Thursday, October 9, 2014

Happy Birthday Olivia!

I haven't been blogging much lately...well, I have been writing but I haven't been publishing what I write because I've been to angry. I've been angry about Ferguson and about some stuff at our church and police brutality...and...and...and...

...and everything I wrote came out angry or preachy. Angry and preachy does not a good blog make. So I've written some things about Ray Rice and some things about the Unitarian Universalist church but for now, for the most part, I think I'll leave them unpublished.

But you know what makes me super happy and not the least bit angry? Olivia's birthday!

On October 6th Olivia turned eleven. I love celebrating, I'll celebrate damn near anything so obviously there needed to be a celebration for Olivia. We decide the occasion called for chicken nuggets and a birthday hat. Olivia had never had chicken nuggets so this was a real treat. She loved them so much that she even kinda sorta put up with a birthday hat. It was all supremely silly and pretty amazing. Olivia has had a bit of a rough year. Health-wise her 10th year wasn't her easiest but I'm so thankful that she seems to be doing better now.

The pictures aren't the greatest because I was laughing to hard to focus the camera for most of the chicken nugget experience. What can I say, life is just more fun when you're hanging out with this dog.

If you ask me, she doesn't look a day over five. 

The nuggets! Yes, we made a special trip to Burger King. 

 O.M.G. that hat! (and yes, it's an Amanda Gonzalez original)
 The nuggets...
 She figures it out...
And the rest is a blur. 

Tuesday, October 7, 2014

National Suicide Prevention Week and the meaning of "safety"

One of my favorite quotes has always been Mother Teresa's "If we have no peace it is because we have forgotten that we belong to each other." In honor of National Suicide Prevention Week a couple weeks ago (I'm a little tardy to the party) I have been thinking about how we can better take care of each other.



Colorado is a little bit of a weird place to be a raging progressive. While it definitely has it's progressive moments, the one constant that runs through Colorado's value system is the idea of rugged individualism and self preservation. I don't know if these folks all think they are decedents of cowboys or what. It's the wild wild west y'all. To this California girl (who doesn't even believe in proverbial bootstraps) the whole thing is bizarre. Coloradans, for example, love them some guns.
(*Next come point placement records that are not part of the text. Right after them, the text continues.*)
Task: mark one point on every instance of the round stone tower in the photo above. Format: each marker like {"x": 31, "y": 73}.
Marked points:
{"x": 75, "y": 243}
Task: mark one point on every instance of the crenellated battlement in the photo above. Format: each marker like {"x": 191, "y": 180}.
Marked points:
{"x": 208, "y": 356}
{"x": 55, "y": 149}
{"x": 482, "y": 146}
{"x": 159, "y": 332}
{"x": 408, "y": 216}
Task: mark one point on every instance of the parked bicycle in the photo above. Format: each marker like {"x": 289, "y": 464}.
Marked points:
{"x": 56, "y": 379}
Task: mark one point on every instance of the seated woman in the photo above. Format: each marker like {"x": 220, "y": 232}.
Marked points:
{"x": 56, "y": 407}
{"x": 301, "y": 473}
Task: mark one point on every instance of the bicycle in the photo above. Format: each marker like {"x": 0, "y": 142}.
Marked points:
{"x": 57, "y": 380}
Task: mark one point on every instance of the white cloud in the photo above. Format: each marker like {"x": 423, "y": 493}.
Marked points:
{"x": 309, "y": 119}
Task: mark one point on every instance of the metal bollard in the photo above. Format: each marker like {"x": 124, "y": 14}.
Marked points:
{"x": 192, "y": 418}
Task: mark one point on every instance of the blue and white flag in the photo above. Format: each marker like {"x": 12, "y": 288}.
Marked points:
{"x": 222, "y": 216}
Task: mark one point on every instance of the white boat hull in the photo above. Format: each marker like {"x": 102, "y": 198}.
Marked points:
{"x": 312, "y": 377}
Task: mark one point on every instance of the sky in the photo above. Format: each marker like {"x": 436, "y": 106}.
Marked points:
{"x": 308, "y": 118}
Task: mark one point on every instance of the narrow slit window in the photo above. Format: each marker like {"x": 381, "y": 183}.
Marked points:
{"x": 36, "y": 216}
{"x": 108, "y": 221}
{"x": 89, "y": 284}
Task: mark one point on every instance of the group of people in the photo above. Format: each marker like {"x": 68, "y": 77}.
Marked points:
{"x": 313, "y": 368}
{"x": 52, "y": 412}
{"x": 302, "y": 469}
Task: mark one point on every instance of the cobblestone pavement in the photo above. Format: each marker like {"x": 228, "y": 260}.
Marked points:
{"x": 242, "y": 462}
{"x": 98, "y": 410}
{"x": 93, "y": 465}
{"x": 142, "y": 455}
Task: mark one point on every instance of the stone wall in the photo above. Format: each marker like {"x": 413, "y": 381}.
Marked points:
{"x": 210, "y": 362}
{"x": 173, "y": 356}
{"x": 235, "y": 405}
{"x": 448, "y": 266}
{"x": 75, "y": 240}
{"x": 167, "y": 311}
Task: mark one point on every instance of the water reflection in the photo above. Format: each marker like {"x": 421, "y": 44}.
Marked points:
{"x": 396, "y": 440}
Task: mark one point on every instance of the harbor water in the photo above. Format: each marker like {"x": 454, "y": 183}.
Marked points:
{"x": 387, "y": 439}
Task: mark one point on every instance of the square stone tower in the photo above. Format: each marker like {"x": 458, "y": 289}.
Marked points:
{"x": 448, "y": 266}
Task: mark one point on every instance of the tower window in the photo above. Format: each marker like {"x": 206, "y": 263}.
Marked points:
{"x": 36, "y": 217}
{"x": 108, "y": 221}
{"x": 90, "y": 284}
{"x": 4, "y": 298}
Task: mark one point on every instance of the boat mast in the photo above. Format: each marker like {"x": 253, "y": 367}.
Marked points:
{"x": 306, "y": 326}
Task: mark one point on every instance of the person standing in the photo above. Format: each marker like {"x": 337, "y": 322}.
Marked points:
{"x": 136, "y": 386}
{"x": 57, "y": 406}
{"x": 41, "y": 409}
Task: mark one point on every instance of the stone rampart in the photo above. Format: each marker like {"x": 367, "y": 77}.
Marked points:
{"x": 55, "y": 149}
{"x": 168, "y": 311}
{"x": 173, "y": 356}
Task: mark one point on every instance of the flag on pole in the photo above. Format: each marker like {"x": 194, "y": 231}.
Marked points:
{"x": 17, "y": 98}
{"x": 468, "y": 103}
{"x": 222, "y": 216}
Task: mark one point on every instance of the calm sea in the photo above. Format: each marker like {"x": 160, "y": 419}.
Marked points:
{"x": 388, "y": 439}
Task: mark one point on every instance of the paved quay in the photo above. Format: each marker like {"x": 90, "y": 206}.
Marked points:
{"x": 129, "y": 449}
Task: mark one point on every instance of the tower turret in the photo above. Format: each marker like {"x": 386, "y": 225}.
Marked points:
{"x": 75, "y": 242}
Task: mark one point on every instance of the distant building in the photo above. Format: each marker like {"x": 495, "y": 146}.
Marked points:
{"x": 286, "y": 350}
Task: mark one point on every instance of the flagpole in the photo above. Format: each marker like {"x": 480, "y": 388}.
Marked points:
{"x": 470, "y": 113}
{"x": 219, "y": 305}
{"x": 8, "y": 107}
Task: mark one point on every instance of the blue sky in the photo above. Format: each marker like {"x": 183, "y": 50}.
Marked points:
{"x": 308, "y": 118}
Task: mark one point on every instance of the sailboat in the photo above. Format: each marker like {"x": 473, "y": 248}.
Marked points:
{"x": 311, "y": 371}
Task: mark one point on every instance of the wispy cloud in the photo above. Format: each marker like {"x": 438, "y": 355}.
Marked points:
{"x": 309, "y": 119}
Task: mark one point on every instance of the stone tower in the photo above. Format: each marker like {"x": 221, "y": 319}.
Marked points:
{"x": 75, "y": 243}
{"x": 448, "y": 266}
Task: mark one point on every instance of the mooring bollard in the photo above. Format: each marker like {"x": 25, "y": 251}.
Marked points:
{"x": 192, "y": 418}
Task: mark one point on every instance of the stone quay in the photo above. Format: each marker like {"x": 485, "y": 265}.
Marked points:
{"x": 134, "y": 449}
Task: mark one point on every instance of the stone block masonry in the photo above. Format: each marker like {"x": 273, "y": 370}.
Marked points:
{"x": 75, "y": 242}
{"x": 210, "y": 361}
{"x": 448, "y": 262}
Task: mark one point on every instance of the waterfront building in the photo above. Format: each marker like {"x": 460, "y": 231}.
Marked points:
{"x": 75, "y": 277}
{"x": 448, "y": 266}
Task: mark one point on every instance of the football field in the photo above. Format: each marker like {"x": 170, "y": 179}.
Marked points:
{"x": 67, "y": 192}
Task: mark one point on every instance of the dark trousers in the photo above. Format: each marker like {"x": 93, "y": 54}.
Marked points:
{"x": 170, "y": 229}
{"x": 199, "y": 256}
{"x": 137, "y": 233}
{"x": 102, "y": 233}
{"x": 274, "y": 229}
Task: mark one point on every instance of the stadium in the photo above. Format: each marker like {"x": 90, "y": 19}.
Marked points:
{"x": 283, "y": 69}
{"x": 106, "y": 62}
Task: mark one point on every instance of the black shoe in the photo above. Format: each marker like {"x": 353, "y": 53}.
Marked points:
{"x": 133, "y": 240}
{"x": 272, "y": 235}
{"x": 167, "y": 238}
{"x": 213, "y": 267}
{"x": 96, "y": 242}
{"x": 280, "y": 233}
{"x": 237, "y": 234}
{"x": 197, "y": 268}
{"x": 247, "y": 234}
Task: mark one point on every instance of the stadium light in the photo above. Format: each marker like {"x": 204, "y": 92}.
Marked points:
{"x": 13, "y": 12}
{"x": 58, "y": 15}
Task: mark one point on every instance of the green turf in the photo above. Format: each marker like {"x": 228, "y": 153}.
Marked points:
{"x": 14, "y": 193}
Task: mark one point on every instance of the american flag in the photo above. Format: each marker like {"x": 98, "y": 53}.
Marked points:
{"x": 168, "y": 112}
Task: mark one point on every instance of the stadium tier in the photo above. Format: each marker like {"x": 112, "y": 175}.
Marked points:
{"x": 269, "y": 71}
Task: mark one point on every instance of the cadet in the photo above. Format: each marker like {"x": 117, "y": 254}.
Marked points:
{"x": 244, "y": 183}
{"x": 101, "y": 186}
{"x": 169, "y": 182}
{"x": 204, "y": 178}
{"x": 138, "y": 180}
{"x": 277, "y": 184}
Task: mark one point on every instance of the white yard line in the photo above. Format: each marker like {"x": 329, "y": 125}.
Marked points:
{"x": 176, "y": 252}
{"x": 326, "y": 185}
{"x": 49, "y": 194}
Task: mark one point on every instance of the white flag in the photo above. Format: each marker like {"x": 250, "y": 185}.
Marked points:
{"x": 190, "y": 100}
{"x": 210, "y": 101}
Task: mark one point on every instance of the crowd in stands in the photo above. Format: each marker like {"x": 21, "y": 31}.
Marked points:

My (liberal) father in law recently posted a picture on facebook of a boy scout troop he volunteers with learning to shoot. His comment on the post was something about preventing tragedy and how knowing how to handle a gun is essentially a safety measure. See...guns...individualism...yada.

For me, gun pictures on facebook often lead to googling and this was no exception.

According to the Center for Disease control, between 2005 and 2010 3,800 people died from accidental shooting. By contrast, in 2011 alone (compared with the cumulative 5 year stat above) there were 39,518 suicide deaths were reported in the United States. Yes, 10x the 5 year stat in one year. Which got me thinking...we're doing it wrong. What if we thought about self preservation differently? What if it wasn't about individualism and taking care of yourself but about community and taking care of one another?

This boy scout troop on facebook teaches their kids to shoot in the name of safety (protecting one's self from accidental shooting) but, if we were looking at the data, aren't they better off teaching the kids coping and communication skills along with a healthy dose of emotional intelligence? My theory is that if we had fewer bullies, more loving communities, boys/men that protected and honored each other's whole emotional selves, and people that were trained to taking care of each other we would have fewer people killing themselves. Imagine what the world would look like if we thought about "safety" as emotional?


It seems that these skills are particularly needed in boys and men. Suicide is four times higher among men than women and a men are most likely to kill themselves with a gun. In fact, 80% of all firearm suicide deaths are white men.

Imagine if instead of teaching children to shoot or even to "protect" themselves from guns, we taught them to care for each other and to recognize when their fellow man was having a hard time. What would that look like? What would boy's sports teams, classrooms and scouts look like? What would Colorado look like if we shifted out value system a bit.

Which brings me to another of my favorite quotes, "we've begun to raise daughters more like sons..but few have the courage to raise our sons more like our daughters" - Gloria Steinem.